Why are the 'Big Three' still dominating the ATP Tour?
Federer embraces his 18th Grand Slam trophy at the Australian Open in 2017 (Photo credit- Cameron Spencer)

Federer, 38, still holds the number 3 spot on the ATP Rankings, whilst Djokovic and Nadal occupy the top two spots and have won all of the last 7 majors between the two of them. The most recent winner of a slam outside these three is Stan Wawrinka, who at the current age of 34 himself, defeated Djokovic in the 2016 US Open final.

There’s been so much promise over the last few years of new and upcoming players who have seemed capable of breaking into the top 3, the likes of Alexander Zverev winning various masters 1000 events, as well as 21 year-old nextgen star Stefanos Tsitsipas challenging and defeating Nadal and Federer earlier this year, but no-one has been able to put on a consistent run of quality to challenge the stronghold these veterans still retain on the men’s side of the game.

The tennis world is constantly asking, how much longer will these three dominate the game? Who will challenge in the slams and break the streak wins the big three have. Pushing on into the 2020 season, it doesn’t look, at the moment, like anything will change for next season. All the big three won their first slams at a very young age, Nadal being 19 when he won his first Roland Garros title, but there is no sign of that happening with today’s younger players.
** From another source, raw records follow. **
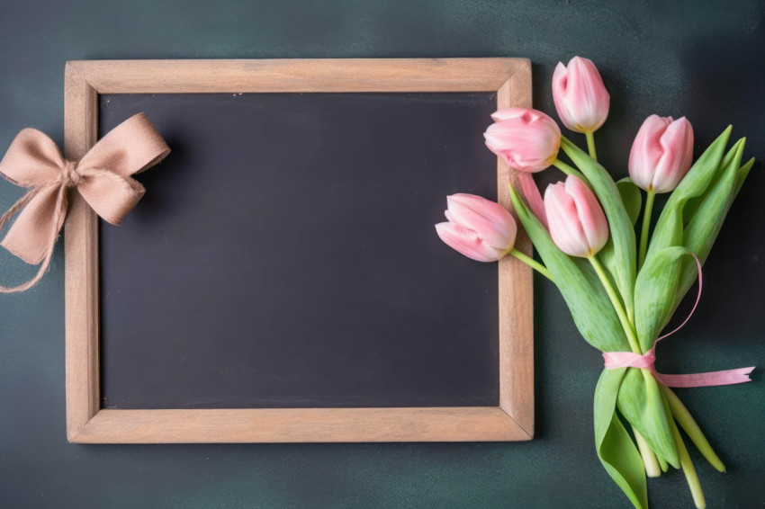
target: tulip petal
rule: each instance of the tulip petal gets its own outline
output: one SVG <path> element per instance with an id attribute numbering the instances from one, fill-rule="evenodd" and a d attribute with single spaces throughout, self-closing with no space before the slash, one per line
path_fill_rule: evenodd
<path id="1" fill-rule="evenodd" d="M 641 189 L 653 191 L 656 166 L 664 152 L 662 135 L 671 121 L 671 117 L 651 115 L 644 121 L 634 137 L 628 166 L 630 178 Z"/>
<path id="2" fill-rule="evenodd" d="M 492 115 L 483 137 L 486 147 L 507 165 L 524 172 L 542 171 L 554 162 L 561 145 L 561 129 L 542 112 L 506 108 Z"/>
<path id="3" fill-rule="evenodd" d="M 576 203 L 566 192 L 563 183 L 547 186 L 544 191 L 544 211 L 550 227 L 550 237 L 566 254 L 588 256 L 590 246 L 579 221 Z"/>
<path id="4" fill-rule="evenodd" d="M 592 61 L 574 57 L 553 75 L 553 99 L 561 121 L 576 132 L 593 132 L 608 116 L 610 95 Z"/>
<path id="5" fill-rule="evenodd" d="M 481 240 L 474 231 L 455 223 L 438 223 L 436 232 L 447 246 L 478 262 L 496 262 L 505 254 Z"/>
<path id="6" fill-rule="evenodd" d="M 577 216 L 587 237 L 590 254 L 598 253 L 608 240 L 608 222 L 600 203 L 590 188 L 573 175 L 566 179 L 566 192 L 576 203 Z"/>
<path id="7" fill-rule="evenodd" d="M 489 246 L 507 251 L 515 244 L 516 221 L 504 207 L 472 194 L 454 194 L 446 198 L 446 219 L 473 230 Z"/>
<path id="8" fill-rule="evenodd" d="M 693 159 L 693 128 L 685 117 L 671 121 L 659 139 L 662 156 L 653 174 L 653 191 L 674 190 L 690 169 Z"/>

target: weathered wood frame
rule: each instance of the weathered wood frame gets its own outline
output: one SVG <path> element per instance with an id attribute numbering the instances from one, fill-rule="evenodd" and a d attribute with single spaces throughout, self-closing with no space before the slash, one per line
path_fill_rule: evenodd
<path id="1" fill-rule="evenodd" d="M 114 60 L 67 63 L 65 153 L 96 141 L 99 94 L 497 92 L 497 106 L 531 106 L 525 58 Z M 499 201 L 515 173 L 498 161 Z M 500 263 L 499 406 L 222 410 L 102 409 L 98 218 L 76 192 L 66 221 L 67 434 L 83 443 L 472 442 L 534 433 L 531 270 Z M 521 234 L 517 246 L 530 253 Z"/>

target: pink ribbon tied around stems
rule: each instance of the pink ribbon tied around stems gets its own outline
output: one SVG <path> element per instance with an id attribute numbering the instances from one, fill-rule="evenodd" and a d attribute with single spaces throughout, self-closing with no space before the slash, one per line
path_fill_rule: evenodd
<path id="1" fill-rule="evenodd" d="M 0 293 L 28 290 L 48 271 L 67 215 L 68 189 L 76 189 L 105 221 L 119 225 L 146 191 L 131 175 L 169 152 L 144 113 L 112 129 L 79 161 L 65 159 L 44 133 L 22 130 L 0 161 L 0 174 L 30 191 L 0 217 L 2 228 L 18 214 L 0 246 L 27 263 L 41 265 L 31 281 L 12 288 L 0 286 Z"/>
<path id="2" fill-rule="evenodd" d="M 696 260 L 696 267 L 698 270 L 698 295 L 696 297 L 696 303 L 690 310 L 688 317 L 675 330 L 658 338 L 651 350 L 644 354 L 634 353 L 634 352 L 604 352 L 603 358 L 606 361 L 607 370 L 617 370 L 619 368 L 644 368 L 650 370 L 653 377 L 659 380 L 659 383 L 667 387 L 711 387 L 716 385 L 732 385 L 736 383 L 744 383 L 752 381 L 749 374 L 754 370 L 751 368 L 740 368 L 737 370 L 725 370 L 723 371 L 709 371 L 706 373 L 689 373 L 682 375 L 665 375 L 656 371 L 653 362 L 656 362 L 656 344 L 680 330 L 690 319 L 693 312 L 696 311 L 698 306 L 698 300 L 701 299 L 701 262 L 698 257 L 688 251 L 688 253 Z"/>

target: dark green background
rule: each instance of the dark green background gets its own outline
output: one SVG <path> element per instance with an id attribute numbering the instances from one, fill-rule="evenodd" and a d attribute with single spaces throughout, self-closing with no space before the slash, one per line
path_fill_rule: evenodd
<path id="1" fill-rule="evenodd" d="M 4 0 L 0 147 L 24 127 L 63 141 L 68 59 L 527 57 L 535 106 L 554 113 L 554 65 L 579 54 L 611 92 L 597 138 L 615 174 L 626 173 L 632 138 L 654 112 L 688 115 L 697 155 L 733 123 L 734 135 L 751 137 L 747 155 L 765 157 L 761 1 L 258 4 Z M 0 183 L 0 208 L 21 194 Z M 659 348 L 660 370 L 765 365 L 763 196 L 758 164 L 709 258 L 700 310 Z M 22 265 L 0 254 L 3 281 L 31 274 Z M 599 353 L 550 284 L 536 286 L 531 442 L 84 446 L 65 439 L 62 269 L 59 246 L 37 288 L 0 297 L 3 506 L 628 506 L 593 451 Z M 679 390 L 728 466 L 718 474 L 694 455 L 710 507 L 765 504 L 765 384 L 754 379 Z M 649 492 L 653 507 L 692 506 L 679 472 L 652 480 Z"/>

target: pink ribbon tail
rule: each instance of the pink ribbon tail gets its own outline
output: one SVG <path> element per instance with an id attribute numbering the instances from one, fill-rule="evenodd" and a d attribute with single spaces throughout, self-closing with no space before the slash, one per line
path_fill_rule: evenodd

So it all boils down to the question, what do the so-called next-gen players lack which will help them challenge consistently and defeat the big three at the highest level? We’ve seen that over best of three sets it is very possible and has been done, with there being numerous different names on the trophies of all the masters 1000 tournaments in recent years. However, we’ve seen the likes Alexander Zverev be successful on numerous occasions at lower level matches, but seems
incapable of reaching the latter stages of the slams, and shows a lack of the mental strength needed to grind out two weeks at a best of 5 sets level.

It’s all about consistency, and the lack of it from each player ranked number 4 in the world and lower. What has always separated the big three, and Andy Murray before his hip injury in 2017, was the determination to keep fighting and keep winning, something which seems lacklustre in some of the younger players. Take Nick Kyrgios for example, a hugely gifted and talented player, who out of everyone else on the tour seems the strongest and has shown on many occasions that he has the firepower necessary to defeat the best players, but his attitude towards the game and his lack of desire to succeed within the sport means that he rarely puts a run of wins together.

I think that’s the case for a lot of players on the tour. Trickery and tomfoolery is always entertaining to watch, in a sport which could probably do with more of an entertainment factor to appeal to a wider audience. However, the only players who show the grit, are the most focused, determined and hungry for titles are the big three, at least that’s how it seems anyway.

A level of respect towards Federer, Djokovic and Nadal of course is 100% guaranteed and necessary, given what they’ve done for the sport over the last 15 or so years. However, it’s possible that perhaps the lack of support given to other players on the tour may affect how they
play. Anytime a player comes up against Nadal or in particular Roger Federer, the crowd are always largely on their side, and that could affect the opposing player in a way that sets in a lack of belief that they can defeat them. I've never seen a more one-sided match in terms of support as I saw during the 2017 Miami masters 1000 semi-final between Federer and Kyrgios, where after every winning point for the Swiss there was a huge roar, even if it came from an unforced error
from the Australian.

With this in mind, it can be said that a major reason for why no other player has broken into the top three is due to a huge amount of respect for the players, to a point where the winning mentality just
isn’t in the minds of some of these lower ranked, but upcoming and young guys. It would be foolish to suggest that the big three are preventing other players from flourishing, because no-one will get
bored of watching arguably the best players to have played the sport play week in week out.

Each of the big three are pushing their mid to late 30s, and a 21 year old struggles to outrun and out grind Roger Federer in a best of three set match? It either shows the absolute quality that Federer possesses which may never be matched again in the history of the sport, or there is something not right with the younger generation in terms of the winning mentality needed to win the biggest events, or perhaps just a mix of both.

Granted, we are gradually seeing different names appear more frequently in the latter stages of tournaments, with the likes of Tsitsipas, Matteo Berretini, Lucas Pouille and Daniil Medvedev all making thei first appearance in the semi-finals of a Grand Slam event in 2019, particularly Medvedev who had an incredible summer on the American hard courts. However, no player was able to break the sequence of victories for Nadal and Djokovic.

It really makes you think about how lucky we are to witness this current generation of tennis players, and whether or not we'll see the quality from the big three again for such an extensive period of time. The dominance from these three players makes it all the more interesting in seeing who will break through one day and break the stronghold.